Uma praga como o abuso de entorpecentes em todo o mundo sempre traz em seu bojo reflexões sobre como o homem chega a certo estado e estas, por sua vez, podem levar à possibilidade de mudança. Esse poderia ser um dos raciocínios por trás de “Udta Punjab”. Tudo começou a dar ainda mais errado com o mundo a partir de março de 2020. Dias depois, antes mesmo do fim daquele mês, a humanidade foi tragada por uma espiral de medo e paranoia e paralisada por alguma coisa que não entendia, sobre a qual não tinha o menor conhecimento e, pior, que a impelia rumo a uma nova apreensão da vida, estranha, rude, perversa. O filme de Chaubey data de quatro anos antes da pandemia de covid-19, 2016, mas uma epidemia de dimensões globais assola o planeta há quase 2.500 anos, quando Heródoto (485 a.C.–425 a.C.), historiador da Grécia Antiga, relatou o emprego de folhas de Cannabis sativa secas, sob a forma de fumo, entre determinado público e em dadas circunstâncias. Já a partir desse momento, o homem foi perdendo a mão e querendo sempre um pouco mais de euforia, ou da capacidade de se alienar do mundo, ou de ver coisas que só admitia da cabeça para dentro, das quais tinha medo, vergonha ou um orgulho inconfessável e fora de propósito. Cheio de sutileza mesmo em meio a temas tão áridos — uma das definições por excelência do cinema feito na Índia, reflexo do próprio jeito de ser de seu povo —, “Udta Punjab” vai semeando a discórdia e a necessidade de atentar-se para a seriedade do que quer comunicar, e por óbvio não só entre sua gama original de espectadores.

O “Punjab voador”, tradução livre do título, hoje luta para se ver livre da maldição da propaganda que ajudou a disseminar, extraoficialmente. O estado, conhecido pelo inconsciente coletivo do hindu médio como uma terra que autoriza que qualquer um fuja da realidade e estimula as divagações — tenham elas a constituição que tiverem — se perdeu na distopia da terra sem lei que hoje mais assombra que encanta. A ameaça de vir a ser um México asiático, ainda mais nefasta vide a imensidade de sua população, torna-se cada vez palpável, realismo que Chaubey é capaz de assinalar como poucos; ninguém se assusta, portanto, com o sucesso do longa, censurado em território indiano (ainda que a produção tenha sido obrigada a divulgar um caudaloso termo de responsabilidade no prólogo), mas amplamente aceito e “perseguido” no circuito alternativo mundo afora, justamente por instigar a curiosidade sobre o que já se suspeitava: a ousadia do diretor ao dissecar assunto tão pouco palatável, com que o cinema quase sempre só consegue lidar enfiando os dois pés na jaca da violência gratuita, o que não deixa de contribuir para a glamourização do problema e não para sua possível solução.
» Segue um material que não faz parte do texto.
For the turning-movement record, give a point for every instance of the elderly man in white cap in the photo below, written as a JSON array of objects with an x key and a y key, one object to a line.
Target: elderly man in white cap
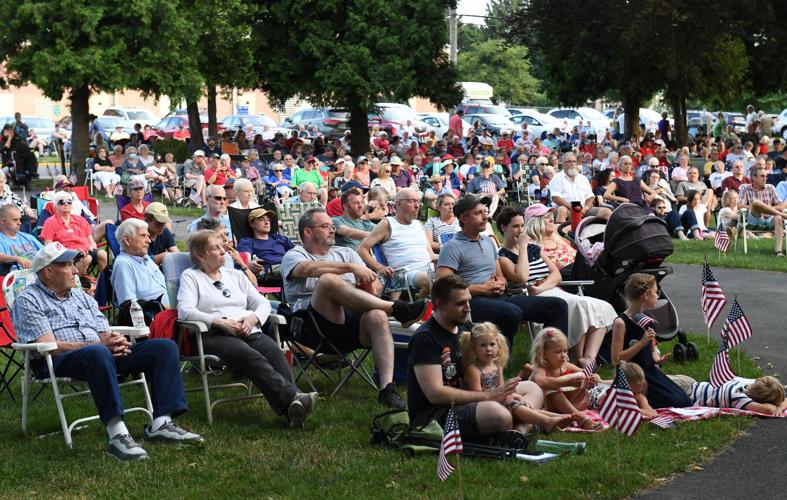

“Udta Punjab” começa com as invencionices habituais dos filmes indianos, nada que comprometa o que se vai ver pelas próximas duas horas e meia. Um embrulho contendo heroína é arremessado com toda a diligência por alguém que parece se preparar para a tarefa há muito. O destino da droga é o território imediatamente contíguo à divisa paquistanesa e indiana, isto é, o entorpecente deixa o Paquistão e entra ilegalmente na Índia, sem que ninguém seja molestado. Na sequência, Tommy Singh, o roqueiro vivido por Shahid Kapoor, se apresenta num estádio lotado entoando uma canção de franca apologia às drogas, acompanhado pela multidão ensandecida. Chaubey logo faz questão de evidenciar o aspecto farsesco da situação, pautando o entusiasmo artificial do público, como que só reproduzindo o comportamento do ídolo, que por seu turno apenas finge aquela autossatisfação, dando aos fãs o que eles querem, cumprindo seu papel de falso profeta, portanto, ao propagar uma filosofia enganosa.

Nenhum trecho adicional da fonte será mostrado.